Reload CrowdSec to apply the new parser whitelist:

```bash
sudo systemctl reload crowdsec
```

Then validate in two ways:

1. **Re-run `cscli explain`** on the same triggering line and confirm it is discarded/whitelisted. CrowdSec logs when lines are discarded because they match a whitelist.

2. **Confirm new decisions are no longer created** for the same pattern/IP:

```bash
sudo cscli decisions list --ip <IP>
```

## Clean up any existing bans

A whitelist prevents *future* triggers, but it does not remove decisions that already exist.

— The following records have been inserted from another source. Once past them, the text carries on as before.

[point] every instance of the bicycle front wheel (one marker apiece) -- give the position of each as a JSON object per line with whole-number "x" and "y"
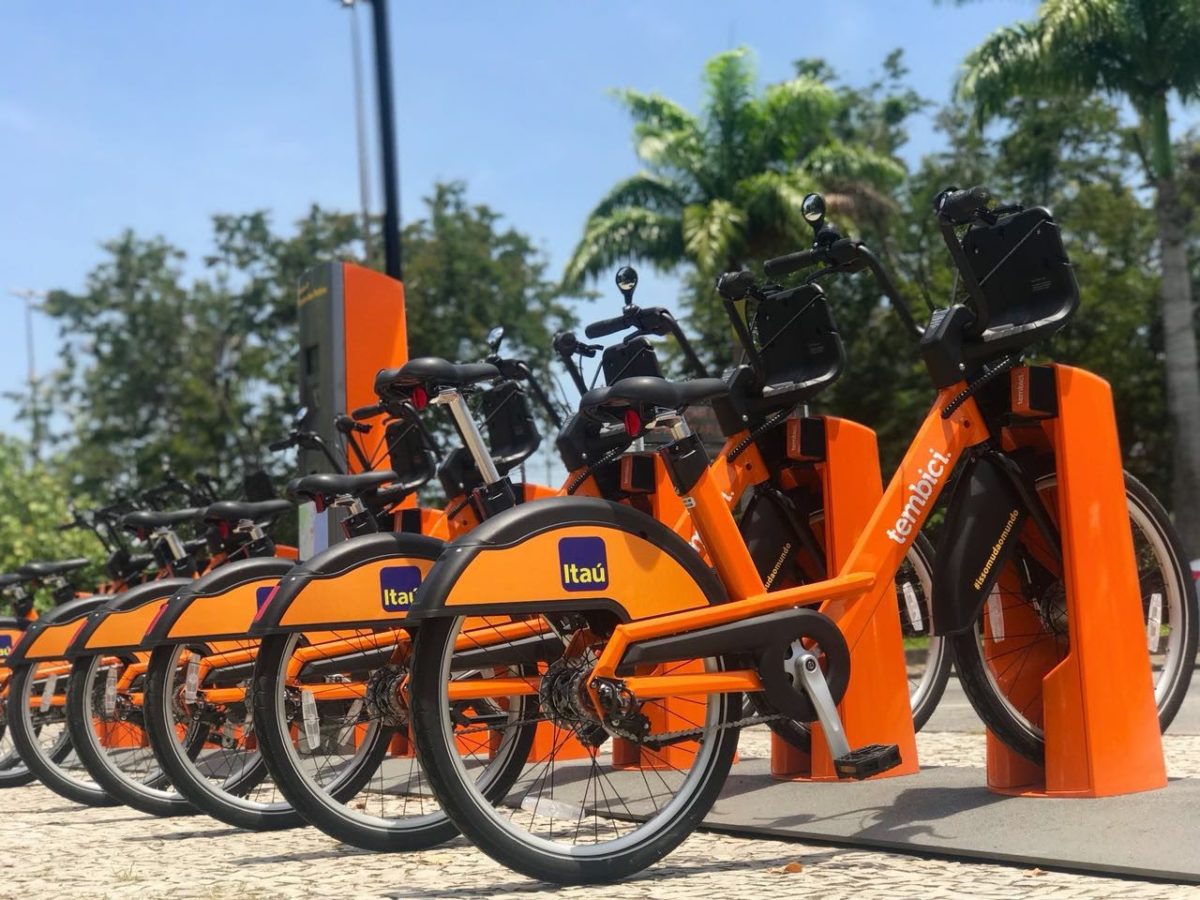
{"x": 207, "y": 688}
{"x": 107, "y": 724}
{"x": 585, "y": 807}
{"x": 1023, "y": 627}
{"x": 36, "y": 715}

If you need to remove an active decision immediately:

```bash
sudo cscli decisions delete -i <IP>
```

Or delete all decisions for a specific scenario:

```bash
sudo cscli decisions delete --scenario <SCENARIO_NAME>
```

## Verify whitelist is working

You can verify that the whitelist is working by checking the CrowdSec logs:

```bash
tail -f /var/log/crowdsec.log
```

CrowdSec will log when lines are discarded because they match the whitelist expression.

## Finding available fields

The key to creating effective expression whitelists is knowing which fields are available. Use `cscli explain -v` to see the fields available at each stage:

- **`evt.Parsed.*`**: Fields extracted by parsers
- **`evt.Meta.*`**: Metadata fields (often normalized versions of parsed fields)
- **`evt.Enriched.*`**: Fields added by enrichment parsers (geoip, rdns, etc.)